Gilles Kepel, dans un entretien au Figaro, nous rappelle une fois de plus son tropisme pour la disqualification du mot « islamophobie ». Pour lui, utiliser ce terme dans le contexte du meurtre d’Aboubakar Cissé — poignardé à 57 reprises dans une mosquée alors qu’il priait — relèverait d’une « posture morale ».
Pire encore, selon lui, cette dénonciation relèverait d’une instrumentalisation politique par « la gauche radicale » en vue de capitaliser sur la polarisation identitaire. La ficelle est un peu grosse. En réalité, ce refus persistant de prendre au sérieux l’islamophobie participe lui-même à une instrumentalisation idéologique du débat public : celle qui entend nier la réalité des discriminations systémiques contre les musulmans et les musulmanes en France.
Dénoncer l'islamophobie n'est pas nier la complexité du réel. C’est reconnaître qu’un climat de suspicion, de stigmatisation et parfois de haine pèse sur des millions de concitoyens musulmans et de concitoyennes musulmanes — ou perçus comme tels. C’est aussi rappeler que cette haine peut aller jusqu’à tuer. Ce n’est pas une posture morale, c’est un constat partagé par la majorité des associations, institutions internationales (ONU, Conseil de l’Europe...), sociologues et chercheurs sérieux — au-delà des cercles islamo-gauchistes fantasmés.
Gilles Kepel nous invite à la prudence, à l’attente, à la décantation des faits. Bien sûr, la justice doit faire son travail. Mais faut-il attendre un procès pour reconnaître l’évidence ? Le meurtrier a crié « Allah de merde » et affirmé vouloir tuer « un Noir » avant d’entrer dans une mosquée pour égorger un homme en prière.

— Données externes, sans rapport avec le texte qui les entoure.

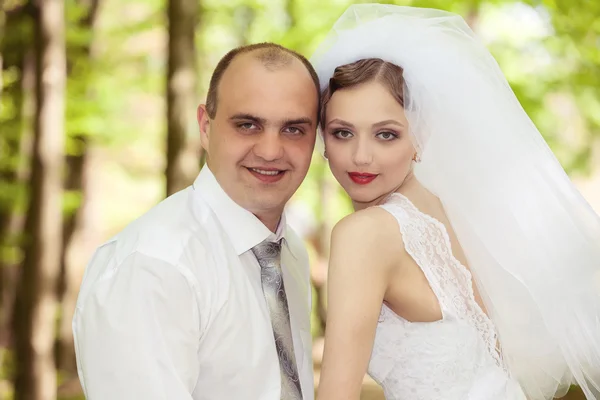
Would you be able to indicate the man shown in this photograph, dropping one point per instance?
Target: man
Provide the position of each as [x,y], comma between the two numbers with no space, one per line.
[207,295]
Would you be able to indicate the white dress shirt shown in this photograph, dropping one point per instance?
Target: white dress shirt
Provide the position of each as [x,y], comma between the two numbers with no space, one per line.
[172,307]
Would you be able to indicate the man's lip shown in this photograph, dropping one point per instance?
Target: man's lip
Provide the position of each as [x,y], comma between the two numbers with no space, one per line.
[267,168]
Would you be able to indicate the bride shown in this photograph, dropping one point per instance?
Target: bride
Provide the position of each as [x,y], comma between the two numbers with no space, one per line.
[471,267]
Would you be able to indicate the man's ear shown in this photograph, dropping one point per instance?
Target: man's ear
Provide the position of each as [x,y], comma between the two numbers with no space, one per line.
[203,125]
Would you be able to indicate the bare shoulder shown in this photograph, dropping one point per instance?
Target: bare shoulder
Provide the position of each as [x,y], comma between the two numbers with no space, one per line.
[371,234]
[374,222]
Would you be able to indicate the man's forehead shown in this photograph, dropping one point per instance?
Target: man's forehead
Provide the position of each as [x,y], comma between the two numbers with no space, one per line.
[248,65]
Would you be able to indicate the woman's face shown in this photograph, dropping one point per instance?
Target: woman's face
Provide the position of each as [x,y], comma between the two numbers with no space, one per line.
[367,142]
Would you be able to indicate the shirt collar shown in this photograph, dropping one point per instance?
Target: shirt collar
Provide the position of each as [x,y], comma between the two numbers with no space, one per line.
[242,227]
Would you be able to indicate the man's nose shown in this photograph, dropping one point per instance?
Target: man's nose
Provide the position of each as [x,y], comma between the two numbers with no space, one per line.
[269,146]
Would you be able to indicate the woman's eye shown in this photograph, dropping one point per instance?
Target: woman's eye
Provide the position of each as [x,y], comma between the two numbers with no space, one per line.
[387,135]
[342,134]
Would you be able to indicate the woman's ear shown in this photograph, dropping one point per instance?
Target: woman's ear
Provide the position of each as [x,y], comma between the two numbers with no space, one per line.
[203,125]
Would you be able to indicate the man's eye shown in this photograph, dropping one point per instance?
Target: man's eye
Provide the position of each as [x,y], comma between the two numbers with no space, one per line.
[293,130]
[247,126]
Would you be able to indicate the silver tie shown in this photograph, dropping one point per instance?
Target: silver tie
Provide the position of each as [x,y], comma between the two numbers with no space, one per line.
[268,255]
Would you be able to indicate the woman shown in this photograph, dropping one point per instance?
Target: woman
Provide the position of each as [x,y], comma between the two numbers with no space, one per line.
[470,268]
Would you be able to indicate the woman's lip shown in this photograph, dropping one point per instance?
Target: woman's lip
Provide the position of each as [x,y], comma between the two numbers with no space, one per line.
[362,178]
[361,174]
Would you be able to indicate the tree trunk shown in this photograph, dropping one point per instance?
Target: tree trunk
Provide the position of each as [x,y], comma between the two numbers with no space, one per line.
[35,314]
[76,246]
[11,227]
[17,138]
[181,91]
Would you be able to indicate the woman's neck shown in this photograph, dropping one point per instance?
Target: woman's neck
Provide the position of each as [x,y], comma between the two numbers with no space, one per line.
[409,184]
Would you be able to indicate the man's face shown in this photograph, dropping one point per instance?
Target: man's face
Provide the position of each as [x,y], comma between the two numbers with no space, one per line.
[261,141]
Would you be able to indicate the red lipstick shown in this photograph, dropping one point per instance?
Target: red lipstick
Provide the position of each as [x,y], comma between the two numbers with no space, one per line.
[362,178]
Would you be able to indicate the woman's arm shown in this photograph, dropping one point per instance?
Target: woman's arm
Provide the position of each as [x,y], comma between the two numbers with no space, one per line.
[365,246]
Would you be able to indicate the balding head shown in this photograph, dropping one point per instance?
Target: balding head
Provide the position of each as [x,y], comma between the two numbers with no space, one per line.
[272,56]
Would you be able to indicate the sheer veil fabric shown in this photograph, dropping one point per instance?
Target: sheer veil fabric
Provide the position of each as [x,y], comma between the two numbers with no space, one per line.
[531,240]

Si cela ne relève pas d’un mobile islamophobe et raciste, alors que faut-il de plus ? Une revendication écrite ? Un appel au djihad contre les musulmans et les musulmanes ? En matière d’antisémitisme ou d’actes antichrétiens, on n’attend pas tant d’indices pour parler de haine religieuse.
Que Gilles Kepel déconstruise le terme « islamophobie » sur un plan sémantique ou historique est une chose. Qu’il en fasse un épouvantail destiné à discréditer toute dénonciation de la haine antimusulmane en est une autre. Car derrière ce mot, il y a des femmes voilées humiliées dans la rue ou au travail, des mosquées profanées, des enfants moqués à l’école, des fidèles agressés, et aujourd’hui un homme massacré dans un lieu de culte. Derrière ce mot, il y a aussi un droit : celui de ne pas être ciblé pour ses croyances, réelles ou supposées.
Le consensus n’est pas académique, il est social. Le mot « islamophobie » est utilisé par celles et ceux qui en souffrent, par les associations de défense des droits humains, par les institutions européennes et par l’ONU. Ce mot est reconnu par des chercheurs de renom (Raphaël Liogier, Abdellali Hajjat, Marwan Mohammed, François Burgat...), par des universitaires musulmans et non musulmans, par des collectifs citoyens et par une jeunesse qui ne se reconnaît pas dans la manière dont les « experts » parlent d’elle.
Oui, la critique de la religion est légitime. Oui, la liberté d’expression est précieuse. Mais critiquer une religion n’a rien à voir avec discriminer ceux qui la pratiquent. Nier ce glissement dangereux, c’est refuser de nommer un phénomène qui, lui, ne cesse de s’amplifier. C’est cela, la vraie posture idéologique.
Il est temps que l’on cesse d’expliquer aux musulmans et aux musulmanes ce qu’ils doivent ressentir, quels mots ils doivent employer pour dire leurs blessures, et surtout, à quel moment ils sont autorisés à pleurer leurs morts. Aboubakar Cissé ne sera pas mort en vain si l’on accepte, enfin, de regarder l’islamophobie en face : un phénomène antireligieux qui puise dans l'anticléricalisme du 20ème siècle son ferment, que tous les croyants et toutes les croyantes, quelle que soit leur confession, devraient dénoncer comme un mal à bannir, pour préserver ce qui nous reste d'honnêteté intellectuelle en acceptant de désigner ce concept pour ce qu'il est : la phobie d'un culte jugé comme irrévérencieux...
Mehdi Allal est ancien enseignant en droit constitutionnel à l’université Paris Nanterre. Spécialiste des politiques publiques d’inclusion et des discriminations systémiques, il a contribué à plusieurs travaux sur la mémoire coloniale, les minorités et les dynamiques de racialisation dans les institutions françaises. Il est également engagé dans la réflexion sur les rapports entre savoirs universitaires, luttes sociales et production médiatique.